Mental Health Awareness Month: My Story of Living with Anxiety

Mental Health GAD

May is Mental Health Awareness Month. Since the start of Covid, I’ve become increasingly vocal about my own lifelong struggle with anxiety and how it has impacted my work life. If my speaking up can normalize anxiety and remove the stigma for just one person, it’s worth talking about.

My official diagnosis is Generalized Anxiety Disorder (GAD), which has shown up since childhood in a variety of ways (my mom once told me I was born looking a little concerned!), including:

  • intense perfectionism (which was often praised as “high achievement”)
  • ruminating (which, as a student, seemed like the superpower of “overstudying to correct past mistakes” and as a professional, meant “reciting speeches and editing book chapters hundreds of times for fear of making a mistake”)
  • panic attacks (which, as a student and early professional, I always hid in case anyone would perceive me as less capable)

 

Through high school, college and my 20s, I NEVER talked about any of this. There was too much shame and stigma. It wasn’t until a pivotal moment at age 30, when another GAD sufferer noticed my tendencies and said totally casually, “You know, medication has helped me with that.”

That one offhanded remark changed my life.

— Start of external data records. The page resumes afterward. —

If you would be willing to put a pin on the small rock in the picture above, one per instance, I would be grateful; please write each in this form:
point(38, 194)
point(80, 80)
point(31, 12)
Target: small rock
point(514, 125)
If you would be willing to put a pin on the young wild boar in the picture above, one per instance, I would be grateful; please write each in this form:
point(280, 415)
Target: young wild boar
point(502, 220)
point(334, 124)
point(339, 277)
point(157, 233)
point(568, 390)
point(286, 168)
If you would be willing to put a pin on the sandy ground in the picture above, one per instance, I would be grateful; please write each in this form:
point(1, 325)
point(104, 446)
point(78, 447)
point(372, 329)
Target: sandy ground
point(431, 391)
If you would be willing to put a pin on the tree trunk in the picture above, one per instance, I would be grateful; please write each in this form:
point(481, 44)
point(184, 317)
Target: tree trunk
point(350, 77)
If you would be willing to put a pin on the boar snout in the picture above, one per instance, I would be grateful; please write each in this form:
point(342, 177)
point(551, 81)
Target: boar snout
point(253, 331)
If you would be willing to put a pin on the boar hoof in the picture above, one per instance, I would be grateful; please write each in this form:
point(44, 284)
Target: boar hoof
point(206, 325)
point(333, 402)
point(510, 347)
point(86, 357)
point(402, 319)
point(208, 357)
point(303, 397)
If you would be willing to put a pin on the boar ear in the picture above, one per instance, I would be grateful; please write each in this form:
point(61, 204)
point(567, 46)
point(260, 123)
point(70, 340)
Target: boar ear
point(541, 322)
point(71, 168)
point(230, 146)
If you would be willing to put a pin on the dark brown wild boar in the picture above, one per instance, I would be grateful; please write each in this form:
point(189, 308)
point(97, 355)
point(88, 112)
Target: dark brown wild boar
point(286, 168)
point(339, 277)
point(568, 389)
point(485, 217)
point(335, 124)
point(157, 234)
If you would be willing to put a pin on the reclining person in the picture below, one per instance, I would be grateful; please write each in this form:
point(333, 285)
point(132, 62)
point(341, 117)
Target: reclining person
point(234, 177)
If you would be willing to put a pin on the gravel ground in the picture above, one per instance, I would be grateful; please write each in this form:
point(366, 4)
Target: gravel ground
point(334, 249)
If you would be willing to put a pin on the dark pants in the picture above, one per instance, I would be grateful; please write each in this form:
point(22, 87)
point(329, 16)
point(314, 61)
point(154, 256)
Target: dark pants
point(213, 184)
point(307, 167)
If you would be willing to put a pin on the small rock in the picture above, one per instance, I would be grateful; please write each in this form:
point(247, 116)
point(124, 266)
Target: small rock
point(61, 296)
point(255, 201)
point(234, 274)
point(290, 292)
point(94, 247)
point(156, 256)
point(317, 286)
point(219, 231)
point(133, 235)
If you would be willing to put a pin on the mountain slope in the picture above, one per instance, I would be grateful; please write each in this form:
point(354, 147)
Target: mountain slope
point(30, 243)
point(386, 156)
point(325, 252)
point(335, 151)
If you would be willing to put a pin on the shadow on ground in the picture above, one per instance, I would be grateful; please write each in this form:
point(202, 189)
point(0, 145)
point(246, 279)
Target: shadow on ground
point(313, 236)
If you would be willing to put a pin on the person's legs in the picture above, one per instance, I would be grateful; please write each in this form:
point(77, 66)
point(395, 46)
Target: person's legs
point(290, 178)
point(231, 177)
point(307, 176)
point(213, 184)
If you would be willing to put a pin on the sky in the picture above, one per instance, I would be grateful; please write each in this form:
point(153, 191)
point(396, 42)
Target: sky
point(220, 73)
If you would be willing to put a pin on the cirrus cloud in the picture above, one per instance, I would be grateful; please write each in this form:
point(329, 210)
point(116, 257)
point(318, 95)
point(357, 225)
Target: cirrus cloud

While medication is not the right answer for everyone’s mental health issues, and I supplement my meds with therapy, meditation and other practices, my daily Lexapro has significantly lessened my GAD symptoms for more than a decade.

According to the National Alliance on Mental Illness, over 40 million adults in the U.S. (19% of the population) have an anxiety disorder. It’s the most common category of mental health issues.

During the first webinars I led at the beginning of Covid lockdown, I started mentioning my history with anxiety to encourage people –– particularly college students and young professionals –– to seek help if they were struggling. Every time I said it, the Zoom chat box absolutely blew up with comments and direct messages thanking me for admitting I had anxiety, too.

I share all of this because I wish someone –– anyone –– had mentioned their GAD to me sooner, or told me it was okay. Mental health is a much more accepted topic today, but I would have felt so much less alone.

If you experience any form of anxiety, I promise YOU ARE NOT ALONE.